I tried that path and wrote in this forum thread http://forum.unity3d.com/threads/flat-shaded-ocean.323808/#post-2103510 . As you can see it looks promising but I can't get the flat-shaded thing working. Any advice?
That flat shading you're seeing is basically what the polyworld assets give you. i own a polyworld asset and it comes with a water shader that looks like the example you posted. Heck, that might even be a screenshot from a polyworld generated mesh. Its not particularly cheap, but if that's the style you're going for then it will probably be well worth the 50$ it will cost you. It also includes scripts to convert any mesh to a polyworld style mesh.
Looks great! I recently implemented this myself. Moving it off to a shader is nearly impossible if you are targeting mobile (especially OpenGLES 2 and 3). The reason why it looks flat is because of one thing: normals. Deforming the mesh vertices is extremely easy in the vertex shader. You can literally copy and paste code from C#. The normals however aren't so easy. Lighting at any point on a surface depend on the normals, and the normals depend on the neighboring vertices of a particular vertex. So except you have geometry shader with the ability to synthesize this information, the closest you can get is an approximation which looks terrible (I tested it myself). I managed to get my seas with almost 2k verts waving nicely at 60FPS on an iPhone 4S. On an iPhone 4S. The secret is quite simple: Threads. If you animate the vertices on the main thread, you'll be allotting precious CPU frame time. Instead of doing this, move the vertex deformation to a worker thread. This will usually run faster than 60FPS, so you can slow it down by using an EventWaitHandle that is set in the main thread's Update. Oh, and to avoid re-killing performance, stay away from Monitor/lock when updating the mesh filter on the main thread (Unity's API isn't thread safe). Instead, double buffer the vertices and ping pong between them. This becomes memory consuming, but I believe it's more optimized. A user won't see how much memory your application is consuming, but they will definitely see the stuttering on the screen. I guess it's all about UX.
I'm not sure if you need physics for floating a boat. You can get the closest vertex to the boat, extract its normal, and align the boat's up axis with the normal. This will create a nice-looking boat that floats and jiggles.

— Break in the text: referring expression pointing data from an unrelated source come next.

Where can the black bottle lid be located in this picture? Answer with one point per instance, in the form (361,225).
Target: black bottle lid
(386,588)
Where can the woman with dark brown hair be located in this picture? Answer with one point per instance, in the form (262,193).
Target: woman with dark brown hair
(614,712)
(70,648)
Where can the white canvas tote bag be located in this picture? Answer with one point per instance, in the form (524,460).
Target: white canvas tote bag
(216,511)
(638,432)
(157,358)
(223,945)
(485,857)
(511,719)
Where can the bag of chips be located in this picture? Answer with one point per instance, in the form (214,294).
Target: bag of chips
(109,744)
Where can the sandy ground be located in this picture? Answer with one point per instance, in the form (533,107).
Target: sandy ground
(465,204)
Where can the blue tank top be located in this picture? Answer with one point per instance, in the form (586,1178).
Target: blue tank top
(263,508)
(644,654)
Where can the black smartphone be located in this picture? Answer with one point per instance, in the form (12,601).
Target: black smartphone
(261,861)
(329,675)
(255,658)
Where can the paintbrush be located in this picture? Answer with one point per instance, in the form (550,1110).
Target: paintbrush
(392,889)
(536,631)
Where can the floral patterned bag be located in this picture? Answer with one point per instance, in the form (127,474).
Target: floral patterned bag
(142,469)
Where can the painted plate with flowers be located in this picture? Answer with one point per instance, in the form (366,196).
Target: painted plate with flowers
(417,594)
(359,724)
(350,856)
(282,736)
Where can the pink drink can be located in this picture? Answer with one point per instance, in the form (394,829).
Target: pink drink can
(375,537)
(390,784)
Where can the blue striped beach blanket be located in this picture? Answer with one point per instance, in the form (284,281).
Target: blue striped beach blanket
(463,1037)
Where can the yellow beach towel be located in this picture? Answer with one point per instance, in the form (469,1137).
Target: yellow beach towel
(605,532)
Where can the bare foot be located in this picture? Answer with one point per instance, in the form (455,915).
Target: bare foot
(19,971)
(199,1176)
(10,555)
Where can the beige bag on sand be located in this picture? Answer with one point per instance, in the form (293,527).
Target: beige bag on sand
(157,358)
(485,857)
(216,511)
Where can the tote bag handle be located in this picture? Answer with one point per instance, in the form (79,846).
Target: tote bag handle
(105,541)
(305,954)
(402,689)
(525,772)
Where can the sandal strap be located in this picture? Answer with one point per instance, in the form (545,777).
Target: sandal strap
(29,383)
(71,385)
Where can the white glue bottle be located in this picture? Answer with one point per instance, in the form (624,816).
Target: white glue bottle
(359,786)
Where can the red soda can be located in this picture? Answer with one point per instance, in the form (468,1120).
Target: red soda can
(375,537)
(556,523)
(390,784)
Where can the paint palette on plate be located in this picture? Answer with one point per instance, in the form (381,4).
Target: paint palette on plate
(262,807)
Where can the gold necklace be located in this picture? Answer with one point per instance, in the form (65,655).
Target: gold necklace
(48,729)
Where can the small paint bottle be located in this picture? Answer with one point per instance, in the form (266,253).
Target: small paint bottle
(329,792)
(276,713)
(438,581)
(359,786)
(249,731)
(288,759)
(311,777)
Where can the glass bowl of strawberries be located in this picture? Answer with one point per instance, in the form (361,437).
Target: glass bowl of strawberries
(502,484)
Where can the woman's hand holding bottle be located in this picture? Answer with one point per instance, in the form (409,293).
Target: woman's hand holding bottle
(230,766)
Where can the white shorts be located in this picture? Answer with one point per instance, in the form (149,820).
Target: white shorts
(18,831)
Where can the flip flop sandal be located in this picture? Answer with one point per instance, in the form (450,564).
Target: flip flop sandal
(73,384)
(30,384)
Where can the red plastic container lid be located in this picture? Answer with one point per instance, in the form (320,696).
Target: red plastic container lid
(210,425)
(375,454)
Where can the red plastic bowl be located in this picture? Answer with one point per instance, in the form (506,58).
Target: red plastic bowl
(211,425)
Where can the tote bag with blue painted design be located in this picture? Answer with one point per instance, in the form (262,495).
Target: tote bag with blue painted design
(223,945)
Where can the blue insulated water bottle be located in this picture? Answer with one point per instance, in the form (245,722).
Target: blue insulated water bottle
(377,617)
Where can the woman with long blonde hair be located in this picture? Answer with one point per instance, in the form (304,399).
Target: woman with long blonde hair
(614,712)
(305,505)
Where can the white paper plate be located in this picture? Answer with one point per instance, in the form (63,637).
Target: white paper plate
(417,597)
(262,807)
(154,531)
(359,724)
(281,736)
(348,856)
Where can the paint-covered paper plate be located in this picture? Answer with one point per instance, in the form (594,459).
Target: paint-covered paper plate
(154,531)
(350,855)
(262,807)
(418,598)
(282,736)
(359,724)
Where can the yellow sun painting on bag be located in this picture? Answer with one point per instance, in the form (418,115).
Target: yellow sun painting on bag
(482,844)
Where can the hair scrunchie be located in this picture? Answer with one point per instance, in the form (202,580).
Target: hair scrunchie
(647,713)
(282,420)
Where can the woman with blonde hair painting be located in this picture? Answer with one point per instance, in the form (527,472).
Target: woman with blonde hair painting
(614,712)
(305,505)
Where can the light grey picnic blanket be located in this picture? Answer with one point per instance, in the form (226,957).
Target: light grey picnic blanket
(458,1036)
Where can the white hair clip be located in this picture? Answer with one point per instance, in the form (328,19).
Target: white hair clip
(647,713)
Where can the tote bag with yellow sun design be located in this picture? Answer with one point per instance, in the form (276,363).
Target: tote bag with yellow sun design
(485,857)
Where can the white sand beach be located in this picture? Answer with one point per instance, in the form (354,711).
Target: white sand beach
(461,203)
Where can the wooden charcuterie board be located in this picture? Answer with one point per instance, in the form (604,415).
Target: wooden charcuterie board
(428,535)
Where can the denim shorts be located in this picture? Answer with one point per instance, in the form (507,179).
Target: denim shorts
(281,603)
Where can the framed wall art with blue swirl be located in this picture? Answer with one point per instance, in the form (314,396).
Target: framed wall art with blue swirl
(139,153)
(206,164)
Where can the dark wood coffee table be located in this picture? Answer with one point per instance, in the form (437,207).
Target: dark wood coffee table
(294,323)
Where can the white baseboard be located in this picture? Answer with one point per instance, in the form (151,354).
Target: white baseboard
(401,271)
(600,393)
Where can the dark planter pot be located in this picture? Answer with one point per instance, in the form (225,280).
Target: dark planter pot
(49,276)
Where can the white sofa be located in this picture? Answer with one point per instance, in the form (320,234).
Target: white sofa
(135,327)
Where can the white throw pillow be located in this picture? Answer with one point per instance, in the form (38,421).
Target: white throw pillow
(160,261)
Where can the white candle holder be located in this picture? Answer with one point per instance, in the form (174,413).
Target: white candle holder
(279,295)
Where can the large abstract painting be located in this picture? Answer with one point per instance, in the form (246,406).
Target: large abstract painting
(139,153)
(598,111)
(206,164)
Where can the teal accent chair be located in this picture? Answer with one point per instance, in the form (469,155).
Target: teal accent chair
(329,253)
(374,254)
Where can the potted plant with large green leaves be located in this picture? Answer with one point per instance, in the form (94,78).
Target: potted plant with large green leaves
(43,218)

You can still calculate the normals if your mesh is uniform. Just use the UV to store additional vertice index information. Since you are not using any textures anyways. ;-) That way you can calculate the other 2 vertice-positions in your code to do the normal calculation. I've done something like this. You can see the result here. The example uses a noise texture but you could also just calculate the wave patterns. Do note that if you use a noise texture that it won't work on all android device. As not all devices support texture access in vertex function :'(
Interesting approach, you could encode neighbor vertex positions as TEXCOORD1 for instance and use it to calculate world positions in the vertex shader. For my game, the mesh is non-uniform (it is displaced on the XZ axes) to look more interesting. Thanks for letting me know of this technique!

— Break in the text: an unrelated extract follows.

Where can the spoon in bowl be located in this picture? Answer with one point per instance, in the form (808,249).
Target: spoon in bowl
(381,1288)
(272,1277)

joni.giuro, I kind of landed here. I havent tried yet but this low poly water is also a effect I wish to archive. Have you tried create a plane outside of unity, import it like a normal 3d model asset, go to the plane import settings and change the smooting angle to 0? Does not it gives you the "flat normal" for each vertex. I mean, it works for static models, doew it works with dynamic meshes?
Hey Jildert, The video is down but I'm still interested in what you are suggesting. Can you show us your shader code as I'm not sure how to accomplish what you are saying.